Maximum subarray sum in an array created after repeated concatenation | Set-2

Last Updated : 16 Nov, 2023

Given an array arr[] consisting of N integers and a positive integer K, the task is to find the largest sum of any contiguous subarray in the modified array formed by repeating the given array K times.

Examples:

Input: arr[] = {-1, 10, 20}, K = 2
Output: 59
Explanation:
After concatenating the array twice, the array modifies to {-1, 10, 20, -1, 10, 20}.
The subarray with the maximum sum is over the range [1, 5] i.e {10, 20, -1, 10, 20}.

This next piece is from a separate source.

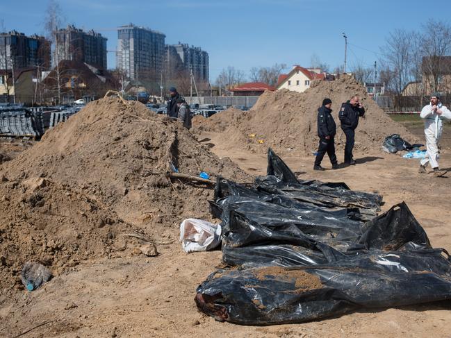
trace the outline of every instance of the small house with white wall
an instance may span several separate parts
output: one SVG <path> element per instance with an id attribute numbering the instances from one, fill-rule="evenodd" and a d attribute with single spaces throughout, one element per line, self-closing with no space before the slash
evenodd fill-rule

Input: arr[] = {10, 20, -30, -1, 40}, K =10
Output: 391

Naive Approach: The simplest approach to solve the problem is discussed in Set-1.

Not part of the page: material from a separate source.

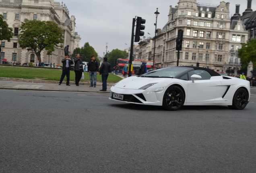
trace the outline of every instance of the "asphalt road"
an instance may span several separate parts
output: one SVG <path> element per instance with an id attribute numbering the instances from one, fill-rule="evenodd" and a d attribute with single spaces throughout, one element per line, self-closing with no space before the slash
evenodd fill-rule
<path id="1" fill-rule="evenodd" d="M 0 172 L 255 173 L 256 90 L 243 110 L 0 90 Z"/>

Efficient Approach: The above approach can be optimized further based on the following observations:

If the sum of the array is greater than 0, then it will contribute to the answer. Otherwise, it is not good to include all array elements into the maximum subarray.
Suppose variables maxPrefix and maxSufix store the maximum prefix sum and maximum suffix sum of a twice repeated array.
Therefore, the maximum sum subarray can be formed by either of the following ways:
1. Appending the elements of the maxSufix of the array formed by combining the first two arrays, then appending the remaining N-2 arrays.
2. First, appending the N-2 arrays and then appending the elements of the maxPrefix of the array formed by combining the last two arrays.
3. Taking all the elements of the maximum sum subarray of a twice repeated array.

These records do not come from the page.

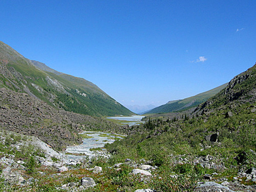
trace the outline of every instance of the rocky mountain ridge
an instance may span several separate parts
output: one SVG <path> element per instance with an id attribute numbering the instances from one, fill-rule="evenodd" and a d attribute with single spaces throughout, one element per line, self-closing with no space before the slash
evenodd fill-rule
<path id="1" fill-rule="evenodd" d="M 66 111 L 97 116 L 133 114 L 97 86 L 25 58 L 0 41 L 0 88 L 25 92 Z"/>
<path id="2" fill-rule="evenodd" d="M 227 83 L 225 83 L 209 91 L 197 94 L 183 99 L 168 101 L 167 103 L 154 108 L 144 114 L 168 113 L 186 111 L 196 107 L 200 103 L 205 102 L 224 89 Z"/>
<path id="3" fill-rule="evenodd" d="M 61 151 L 81 142 L 79 132 L 98 127 L 105 131 L 123 129 L 100 118 L 57 110 L 27 93 L 0 88 L 1 129 L 34 136 Z"/>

Follow the steps below to solve the problem:

Find the sum of the array arr[] and store it in a variable, say sum1.
Initialize a variable, say sum and ans as 0 to store the current maximum sum and the answer.
If K = 1, print the maximum subarray sum of the array arr[].
Otherwise, insert the elements of the array arr[] from [0, N-1] into the array say V[] twice.
Find the maximum prefix sum of the array V[] and store it in a variable, say maxPrefix.
Find the maximum suffix sum of the array V[] and store it in a variable, say maxSufix.
Iterate in the range [0, 2*N-1] using the variable i and perform the following steps:
- Modify the value of sum as max(sum + arr[i], arr[i]) and update the value of ans as max(ans, sum).
If sum1 > 0, then update ans to the maximum of {ans, sum1*(K-2)+maxPrefix, sum1*(K-2)+maxSufix}.
Finally, after completing the above steps, print the value of ans as the answer.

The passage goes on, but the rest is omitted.